With the deep rain of earlier in the week, the aroma of soil and fermenting plant trimmings has returned. You pull fireweed that has already gone to seed, hawkweed and plantain, ease webs of roving buttercup from their grip along the surfaces of the garden paths, toss all in a pile. The soil is brown and loose. The raspberry canes are tired, leaves browning, but each one has a succession of ripening berries to gather for the week’s daily breakfast granola. You gingerly tie the arched blackberry canes to their wires; a stray end rasps the skin of your ankle.

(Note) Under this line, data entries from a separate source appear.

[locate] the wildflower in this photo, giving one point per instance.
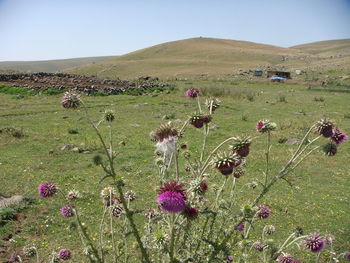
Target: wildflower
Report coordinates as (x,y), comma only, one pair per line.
(109,115)
(183,146)
(314,242)
(97,159)
(241,146)
(116,210)
(47,189)
(203,186)
(347,256)
(264,211)
(191,212)
(192,93)
(130,195)
(330,149)
(14,258)
(329,238)
(67,211)
(325,128)
(238,172)
(64,254)
(172,202)
(70,100)
(113,201)
(108,193)
(240,227)
(265,126)
(258,246)
(298,231)
(212,103)
(73,194)
(150,213)
(225,162)
(269,230)
(173,187)
(198,120)
(286,258)
(338,136)
(29,251)
(167,145)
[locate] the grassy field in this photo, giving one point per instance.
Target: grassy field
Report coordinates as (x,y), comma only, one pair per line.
(318,200)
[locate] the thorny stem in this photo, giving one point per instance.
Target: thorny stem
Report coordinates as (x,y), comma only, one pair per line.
(199,104)
(111,227)
(206,132)
(172,236)
(267,157)
(86,236)
(128,213)
(101,234)
(177,166)
(280,175)
(220,191)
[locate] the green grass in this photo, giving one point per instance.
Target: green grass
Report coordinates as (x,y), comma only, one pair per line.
(319,200)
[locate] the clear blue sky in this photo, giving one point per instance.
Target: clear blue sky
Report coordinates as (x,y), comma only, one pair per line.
(54,29)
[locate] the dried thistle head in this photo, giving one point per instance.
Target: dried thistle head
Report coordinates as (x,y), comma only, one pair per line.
(226,161)
(324,127)
(109,115)
(164,131)
(212,103)
(241,145)
(198,120)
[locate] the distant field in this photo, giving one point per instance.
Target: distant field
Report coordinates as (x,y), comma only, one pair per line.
(318,201)
(217,57)
(49,65)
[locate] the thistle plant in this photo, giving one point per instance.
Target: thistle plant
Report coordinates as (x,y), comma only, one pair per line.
(191,220)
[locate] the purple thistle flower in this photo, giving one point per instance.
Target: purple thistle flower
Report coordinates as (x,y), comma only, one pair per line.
(263,212)
(338,136)
(314,242)
(192,93)
(191,212)
(240,227)
(47,189)
(171,202)
(286,258)
(117,210)
(67,211)
(14,257)
(258,246)
(64,254)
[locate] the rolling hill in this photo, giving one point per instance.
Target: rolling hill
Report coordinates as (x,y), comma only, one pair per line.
(202,56)
(190,57)
(49,65)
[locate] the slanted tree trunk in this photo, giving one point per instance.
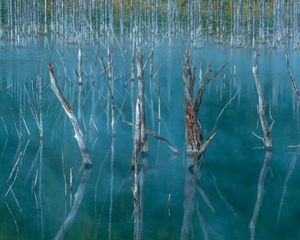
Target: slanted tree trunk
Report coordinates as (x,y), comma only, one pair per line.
(195,142)
(267,139)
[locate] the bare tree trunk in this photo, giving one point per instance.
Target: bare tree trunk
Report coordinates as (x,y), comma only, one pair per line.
(260,194)
(267,139)
(140,145)
(122,17)
(69,111)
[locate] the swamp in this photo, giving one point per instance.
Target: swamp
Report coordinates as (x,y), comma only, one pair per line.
(149,119)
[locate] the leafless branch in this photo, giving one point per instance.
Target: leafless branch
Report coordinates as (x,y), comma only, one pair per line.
(69,111)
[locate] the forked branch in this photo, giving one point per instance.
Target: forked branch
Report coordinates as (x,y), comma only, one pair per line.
(267,139)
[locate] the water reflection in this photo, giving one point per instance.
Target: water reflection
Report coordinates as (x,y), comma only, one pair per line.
(260,194)
(79,194)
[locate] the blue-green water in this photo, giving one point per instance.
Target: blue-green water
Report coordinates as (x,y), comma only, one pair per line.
(35,205)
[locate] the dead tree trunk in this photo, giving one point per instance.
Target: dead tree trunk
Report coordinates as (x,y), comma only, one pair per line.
(195,142)
(267,139)
(140,145)
(260,194)
(69,111)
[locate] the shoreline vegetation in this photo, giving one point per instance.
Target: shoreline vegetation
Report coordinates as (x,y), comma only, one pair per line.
(235,23)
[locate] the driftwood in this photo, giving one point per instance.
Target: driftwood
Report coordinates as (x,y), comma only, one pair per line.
(267,138)
(69,111)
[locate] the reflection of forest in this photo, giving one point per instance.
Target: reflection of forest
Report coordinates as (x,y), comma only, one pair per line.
(237,22)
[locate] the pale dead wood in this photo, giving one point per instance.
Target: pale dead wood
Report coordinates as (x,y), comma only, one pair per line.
(285,186)
(260,194)
(69,111)
(195,142)
(267,139)
(291,76)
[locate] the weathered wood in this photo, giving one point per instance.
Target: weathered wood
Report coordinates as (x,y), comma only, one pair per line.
(267,139)
(69,111)
(292,78)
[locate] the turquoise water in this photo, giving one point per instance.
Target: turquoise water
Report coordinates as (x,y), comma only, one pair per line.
(36,205)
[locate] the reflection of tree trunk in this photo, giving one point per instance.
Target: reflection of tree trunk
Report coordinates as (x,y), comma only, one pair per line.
(260,194)
(140,150)
(76,204)
(191,206)
(113,143)
(188,207)
(284,190)
(40,196)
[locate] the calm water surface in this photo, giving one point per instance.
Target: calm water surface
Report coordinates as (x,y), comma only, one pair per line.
(33,201)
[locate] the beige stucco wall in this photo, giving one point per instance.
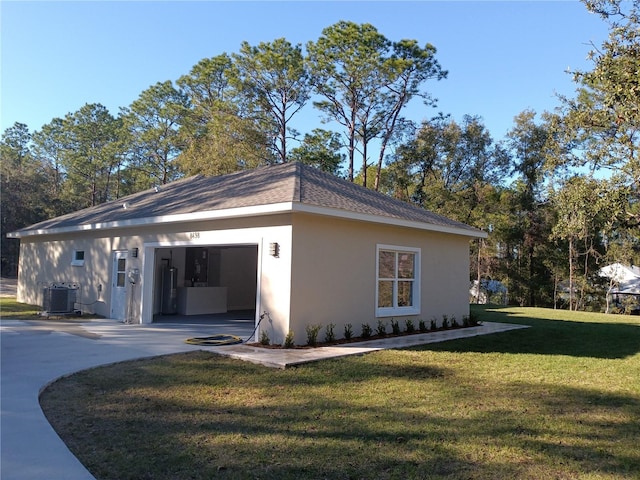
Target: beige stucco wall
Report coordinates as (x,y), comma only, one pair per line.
(325,271)
(334,273)
(47,259)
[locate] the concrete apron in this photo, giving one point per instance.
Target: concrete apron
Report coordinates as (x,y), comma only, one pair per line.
(33,354)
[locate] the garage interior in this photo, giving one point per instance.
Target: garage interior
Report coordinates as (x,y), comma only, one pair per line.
(205,284)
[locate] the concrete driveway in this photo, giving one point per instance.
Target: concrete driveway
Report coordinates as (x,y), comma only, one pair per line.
(34,353)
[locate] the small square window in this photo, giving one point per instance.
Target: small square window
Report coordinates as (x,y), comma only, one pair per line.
(78,258)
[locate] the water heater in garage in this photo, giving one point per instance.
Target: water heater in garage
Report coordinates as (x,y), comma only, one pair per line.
(169,291)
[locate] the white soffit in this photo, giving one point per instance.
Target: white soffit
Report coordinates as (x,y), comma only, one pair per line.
(253,211)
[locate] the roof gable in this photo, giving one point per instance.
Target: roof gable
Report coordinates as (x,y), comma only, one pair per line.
(275,189)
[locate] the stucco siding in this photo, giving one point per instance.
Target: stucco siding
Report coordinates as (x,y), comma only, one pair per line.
(47,259)
(334,273)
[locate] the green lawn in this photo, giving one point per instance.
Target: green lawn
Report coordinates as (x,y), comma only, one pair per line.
(9,308)
(560,400)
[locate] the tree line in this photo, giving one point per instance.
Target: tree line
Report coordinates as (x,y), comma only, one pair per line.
(558,196)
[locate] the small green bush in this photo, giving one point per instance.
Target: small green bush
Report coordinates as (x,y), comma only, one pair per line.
(312,334)
(409,326)
(348,331)
(329,335)
(366,330)
(395,326)
(288,340)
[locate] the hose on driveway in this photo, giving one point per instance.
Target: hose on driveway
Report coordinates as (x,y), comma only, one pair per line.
(223,339)
(214,340)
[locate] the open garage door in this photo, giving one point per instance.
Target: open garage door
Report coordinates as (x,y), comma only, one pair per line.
(205,282)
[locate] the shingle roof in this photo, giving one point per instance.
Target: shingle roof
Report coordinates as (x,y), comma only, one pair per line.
(293,183)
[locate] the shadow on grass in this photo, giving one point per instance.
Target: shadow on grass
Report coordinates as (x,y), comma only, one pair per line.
(550,337)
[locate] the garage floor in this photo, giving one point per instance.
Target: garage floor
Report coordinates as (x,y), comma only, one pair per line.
(235,316)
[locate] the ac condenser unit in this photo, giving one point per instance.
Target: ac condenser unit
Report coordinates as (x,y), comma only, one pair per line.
(59,299)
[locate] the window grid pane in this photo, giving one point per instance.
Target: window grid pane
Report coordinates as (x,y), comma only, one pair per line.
(386,264)
(397,281)
(405,294)
(385,293)
(406,265)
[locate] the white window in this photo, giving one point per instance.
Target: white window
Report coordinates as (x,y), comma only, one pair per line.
(78,258)
(398,281)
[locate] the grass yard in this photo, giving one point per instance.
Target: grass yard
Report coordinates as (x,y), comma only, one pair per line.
(9,308)
(560,400)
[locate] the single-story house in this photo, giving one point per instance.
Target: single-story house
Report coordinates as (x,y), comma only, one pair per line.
(306,247)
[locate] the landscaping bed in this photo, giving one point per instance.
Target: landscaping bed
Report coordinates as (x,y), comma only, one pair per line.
(397,329)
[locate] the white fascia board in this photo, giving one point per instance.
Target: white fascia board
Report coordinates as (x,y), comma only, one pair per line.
(363,217)
(240,212)
(253,211)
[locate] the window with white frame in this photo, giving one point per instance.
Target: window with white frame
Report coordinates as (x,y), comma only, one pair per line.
(78,258)
(398,281)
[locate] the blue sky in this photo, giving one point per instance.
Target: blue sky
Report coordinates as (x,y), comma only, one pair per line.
(502,57)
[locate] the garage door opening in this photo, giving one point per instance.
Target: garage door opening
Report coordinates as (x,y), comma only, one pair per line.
(205,283)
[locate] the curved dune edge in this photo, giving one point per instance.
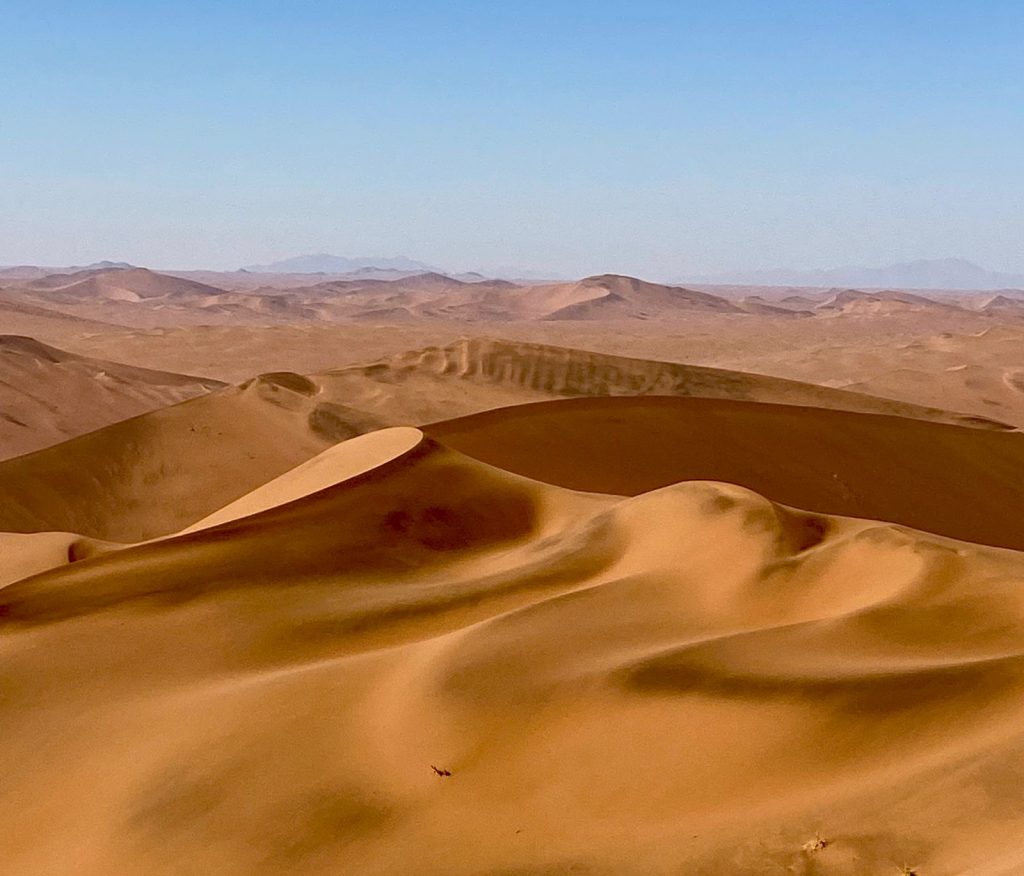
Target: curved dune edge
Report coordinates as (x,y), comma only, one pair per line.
(954,481)
(695,679)
(335,465)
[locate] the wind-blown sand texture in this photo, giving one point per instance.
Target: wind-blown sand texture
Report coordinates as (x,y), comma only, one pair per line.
(692,680)
(654,592)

Shadows have already begun to overcome the yard, leaving a few hours for a walk and visit to the bookstore cafe. You tie a jacket around your hips as the skylight fades behind the cottonwoods and Douglass firs. The sun no longer warms your skin, but you make warmth walking, and downtown the sidewalks and buildings release their collected heat. Tiny strings of lights adorn shop windows; a man is holding a box of donuts and eating ice cream with his companions on the corner. You enter the bookshop and go upstairs, spotting the volume you want before you reach the top step. Staff Pick, and you have a birthday discount. The clerk has read the author, and voices her approval. Walking home as the full moon rises, you feel it through your backpack, reflecting heat.
As soon as you can you direct your steps away from the lighted streets, into the embrace of the dark. You walk through zones of scent–wild blackberries, gas barbecue, dog urine, fresh evergreen cuttings, cement wet from a sprinkler, the sea.